Was that true? He couldn’t remember. “Shit.”
She laughed. “Okay, everyone says that.”
“I don’t like the idea of being tracked.”
“Yeah.” She looked sympathetic. “I didn’t at first, either. But it’s because they want to keep you safe.”
It sounded like a convenient excuse for total control. “Why was he looking up my vitals if I was dead?”
“He wasn’t,” Jonathan said. “He was our mission runner—sort of the coordinator, on the night you…” He left it unsaid. “When we go on a mission, the runner has our vitals on his phone. All the sudden, your heartbeat and everything showed up again, like you were still alive.”
“I think my heart stopped,” Nic said, punching a button on his phone and setting it down. “And then I thought it was a glitch.”

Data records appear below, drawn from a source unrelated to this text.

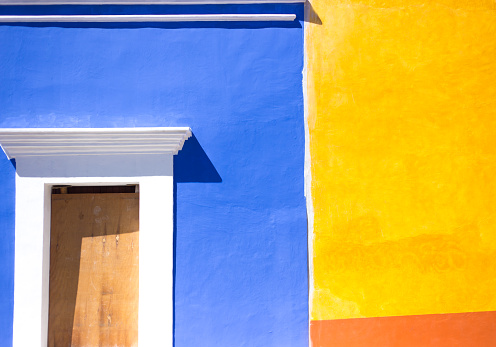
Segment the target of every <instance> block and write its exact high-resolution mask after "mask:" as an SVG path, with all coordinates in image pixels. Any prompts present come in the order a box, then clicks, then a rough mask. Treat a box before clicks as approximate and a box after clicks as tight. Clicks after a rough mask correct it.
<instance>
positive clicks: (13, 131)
mask: <svg viewBox="0 0 496 347" xmlns="http://www.w3.org/2000/svg"><path fill="white" fill-rule="evenodd" d="M190 136H191V129H190V128H187V127H181V128H173V127H170V128H169V127H168V128H55V129H44V128H29V129H21V128H8V129H5V128H4V129H0V145H1V146H2V149H3V150H4V152H5V154H6V155H7V157H8V158H9V159H12V158H19V157H33V156H59V155H63V156H71V155H72V156H77V155H127V154H177V152H178V151H179V150H181V149H182V147H183V144H184V141H186V140H187V139H188V138H189V137H190Z"/></svg>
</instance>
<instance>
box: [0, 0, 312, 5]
mask: <svg viewBox="0 0 496 347" xmlns="http://www.w3.org/2000/svg"><path fill="white" fill-rule="evenodd" d="M305 1H306V0H89V1H86V0H0V5H225V4H267V3H272V4H276V3H283V4H284V3H286V4H287V3H303V2H305Z"/></svg>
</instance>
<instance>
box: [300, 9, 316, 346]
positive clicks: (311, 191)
mask: <svg viewBox="0 0 496 347" xmlns="http://www.w3.org/2000/svg"><path fill="white" fill-rule="evenodd" d="M304 12H305V13H304V16H305V17H306V16H307V6H305V9H304ZM303 23H304V24H303V71H302V74H303V79H302V88H303V109H304V111H303V112H304V123H305V168H304V178H305V187H304V190H305V198H306V205H307V271H308V331H309V334H310V321H311V311H312V301H313V300H312V298H313V263H312V254H313V220H314V211H313V200H312V170H311V165H312V161H311V153H310V129H309V127H308V93H307V90H308V82H307V77H308V65H307V62H308V59H307V58H308V57H307V41H308V39H307V30H308V27H307V25H308V22H307V21H303ZM309 336H310V335H309ZM308 343H309V345H311V340H310V338H309V341H308Z"/></svg>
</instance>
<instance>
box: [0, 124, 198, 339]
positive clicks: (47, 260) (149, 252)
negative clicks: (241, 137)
mask: <svg viewBox="0 0 496 347" xmlns="http://www.w3.org/2000/svg"><path fill="white" fill-rule="evenodd" d="M189 136H191V130H190V129H189V128H128V129H118V128H117V129H116V128H112V129H90V128H87V129H67V128H66V129H0V143H1V144H2V146H3V148H4V150H5V151H6V152H7V151H9V152H8V157H9V158H16V212H15V270H14V324H13V347H25V346H34V347H36V346H40V347H46V346H47V333H48V307H49V304H48V300H49V277H50V276H49V274H50V219H51V203H50V201H51V188H52V186H53V185H60V184H63V185H122V184H138V185H139V191H140V208H139V211H140V212H139V214H140V215H139V225H140V229H139V230H140V236H139V240H140V241H139V243H140V251H139V252H140V260H139V308H138V310H139V312H138V345H139V346H157V347H171V346H172V344H173V329H172V328H173V292H172V289H173V274H172V271H173V236H172V235H173V205H174V201H173V179H172V173H173V152H175V151H177V150H179V149H181V147H182V145H183V143H184V141H185V140H186V139H187V138H188V137H189ZM93 142H95V143H96V144H98V146H91V145H90V144H91V143H93ZM112 143H114V144H115V143H124V144H127V147H126V148H125V150H123V151H120V150H117V146H115V145H111V144H112ZM143 143H144V145H143ZM171 144H173V145H174V146H172V145H171ZM142 145H143V146H144V148H145V150H146V151H145V150H143V147H140V146H142ZM19 147H20V148H21V150H19ZM101 147H106V149H105V150H102V149H101ZM26 148H29V150H26ZM47 148H48V149H50V151H48V152H47ZM53 148H59V149H60V150H59V151H56V152H57V153H56V154H55V155H49V154H48V153H50V154H53V152H52V151H53V150H54V149H53ZM67 148H68V149H67ZM74 148H80V150H79V151H75V150H74ZM133 148H135V149H136V148H139V149H140V150H135V151H132V152H130V151H129V149H133ZM154 148H155V149H154ZM156 148H159V150H156ZM141 152H146V153H145V154H143V153H141ZM61 153H62V154H63V155H62V156H61V155H60V154H61ZM125 153H127V154H126V155H122V154H125ZM81 154H85V155H84V156H82V155H81ZM157 295H159V296H160V298H161V299H160V300H156V297H157ZM157 312H160V315H157ZM26 332H29V333H26Z"/></svg>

Jonathan said, “So we’re done with the mission, and we’re almost home, and then Nic comes out of this restaurant with a bag full of tacos saying we have to head back. And he won’t even tell us why.”
Cassie leaned forward. “Jonathan was pissed. He wanted to get me home, because I’m hurt. And Nic refused to tell him why we were turning around.”
Nic said, “It was a long drive back. I couldn’t get your hopes up.”
Jonathan glanced back at him in the rearview mirror. “Believe me, I get it. I owe you.”
I’m the one who owes him, Michael thought. If Nic had assumed, logically enough, that the phone was malfunctioning, maybe Michael would’ve frozen to death before he’d found another human being. Not only had Nic gone back for him, against all hope, but along with Cassie, he’d kept Jonathan from shooting him in the head.
Cassie told Michael, “And right before we got to you, Nic said, ‘this could be Michael, a demon, or some other thing entirely.’” Her face lit up in a smile. “But it was you.”
How could they be sure? If he was Michael West, why couldn’t he remember anything?
I hope you enjoyed it! You can order The Equinox Stone right here if you want to get it on Tuesday. Thanks so much for reading, and be safe this weekend!
I loved The Phoenix Codex, and it’s cool to find Cassie and Jonathon again, who I thought were very solid characters. I’m liking Michael, too. And as with Phoenix Codex, I like the way this story begins in the midst of the action. Anyway, glad you’ll be posting more chapters–I’m cooped up at home for the foreseeable future, and I’m probably going to be doing a lot of reading now, one tiny silver lining to the terrible chaos going on in the world.
Hi J! Yes, it’s a crazy time. Thanks for reading, and for the kind words! I appreciate it!